A PATIENTS' watchdog has accused hospital chiefs of releasing misleading' information about the impact a merger of East Lancashire's casualty departments would have on ambulance journey times.

Documents seen by the Lancashire Evening Tele-graph, produced for East Lancashire Hospitals NHS Trust, show that it will take 13 minutes longer to reach Queen's Park Hospital from Burnley town centre than it does to get to Burnley General at present.

The figure contrasts with the average five minutes longer' journey hospital bosses reported to protesters at a meeting held on Monday.

Other figures obtained by the Evening Telegraph include that it will take ambulances 11 minutes longer to get to casualty from Colne to Queen's Park, where emergency services could be centralised.

John Amos, vice-chairman of the Patient and Public Involvement Forum, desc-ribed the hospital's release of figures as misleading.' He said: "I don't think it is of any practical use to produce averages. It does nothing to re-assure anybody about what the situation is.

"We must be reassured if that people are not going to be put at greater risk by travelling further away."

Independent consultants ORH Ltd said the average journey to either Blackburn or Burnley emergency departments was 12.6 minutes and this would rise to 17 for A&E at Blackburn and 17.1 for Burnley.

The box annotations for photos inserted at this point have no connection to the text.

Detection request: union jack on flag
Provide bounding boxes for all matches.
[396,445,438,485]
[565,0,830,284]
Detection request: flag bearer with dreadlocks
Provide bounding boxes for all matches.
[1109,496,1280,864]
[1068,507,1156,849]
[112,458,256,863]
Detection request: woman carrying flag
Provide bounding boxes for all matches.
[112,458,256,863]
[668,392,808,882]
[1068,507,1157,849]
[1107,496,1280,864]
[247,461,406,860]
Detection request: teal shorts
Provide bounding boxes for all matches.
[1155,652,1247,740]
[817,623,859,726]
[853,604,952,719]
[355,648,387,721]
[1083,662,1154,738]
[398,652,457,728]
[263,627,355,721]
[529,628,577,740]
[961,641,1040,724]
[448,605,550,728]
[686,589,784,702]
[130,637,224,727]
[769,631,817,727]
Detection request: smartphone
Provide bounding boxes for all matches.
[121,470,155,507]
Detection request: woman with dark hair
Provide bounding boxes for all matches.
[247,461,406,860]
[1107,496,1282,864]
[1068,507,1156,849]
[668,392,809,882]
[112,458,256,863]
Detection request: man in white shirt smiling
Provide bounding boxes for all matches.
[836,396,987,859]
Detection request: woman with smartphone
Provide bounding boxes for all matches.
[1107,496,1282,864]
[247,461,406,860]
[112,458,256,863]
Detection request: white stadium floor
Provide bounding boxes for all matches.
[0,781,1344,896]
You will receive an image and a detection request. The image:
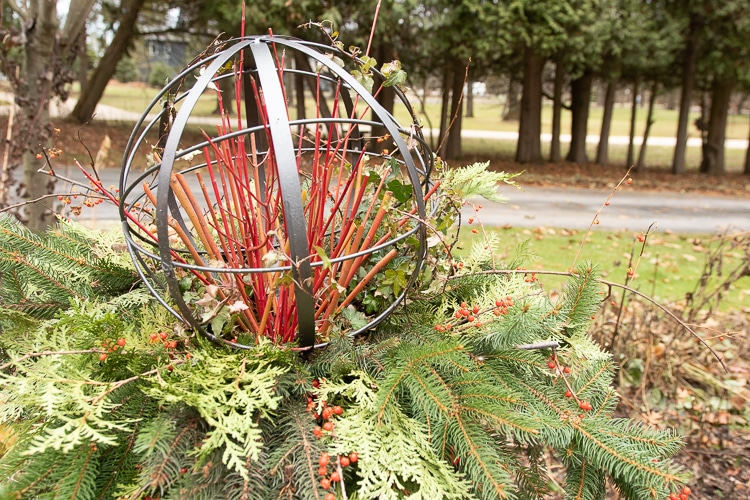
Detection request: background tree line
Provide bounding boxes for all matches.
[0,0,750,229]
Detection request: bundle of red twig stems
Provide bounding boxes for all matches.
[110,42,438,343]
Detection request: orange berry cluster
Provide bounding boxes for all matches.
[492,295,515,316]
[669,486,693,500]
[149,332,177,349]
[36,148,62,160]
[318,452,359,500]
[453,302,482,326]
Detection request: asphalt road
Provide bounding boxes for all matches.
[58,167,750,233]
[465,187,750,233]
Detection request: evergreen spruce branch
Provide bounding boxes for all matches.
[448,414,514,499]
[0,440,69,498]
[410,366,455,415]
[514,378,570,430]
[461,403,539,443]
[127,410,198,500]
[61,443,99,500]
[97,404,149,500]
[378,343,464,422]
[0,250,86,299]
[570,419,684,485]
[269,404,322,500]
[516,443,551,500]
[563,456,606,500]
[560,264,600,336]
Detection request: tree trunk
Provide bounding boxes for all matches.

The figures were the first to be drawn up outside of work by East Lancashire Hospitals NHS Trust and were this month handed to a panel set up to look at travel issues as part of the review.

Declan Harte, who is managing the review for the Trust, produced the five minute figure at a public meeting in Clayton-le-Moors on Monday, to widespread derision from the audience.

The report said two extra ambulances would be needed as an extra 35 ambulances would arrive at Queen's Park if that was to take on the bulk of East Lancashire's emergency work.

But it said the "majority" of all types of patients would still be seen at both hospitals or through more hospital-type services being delivered in the community.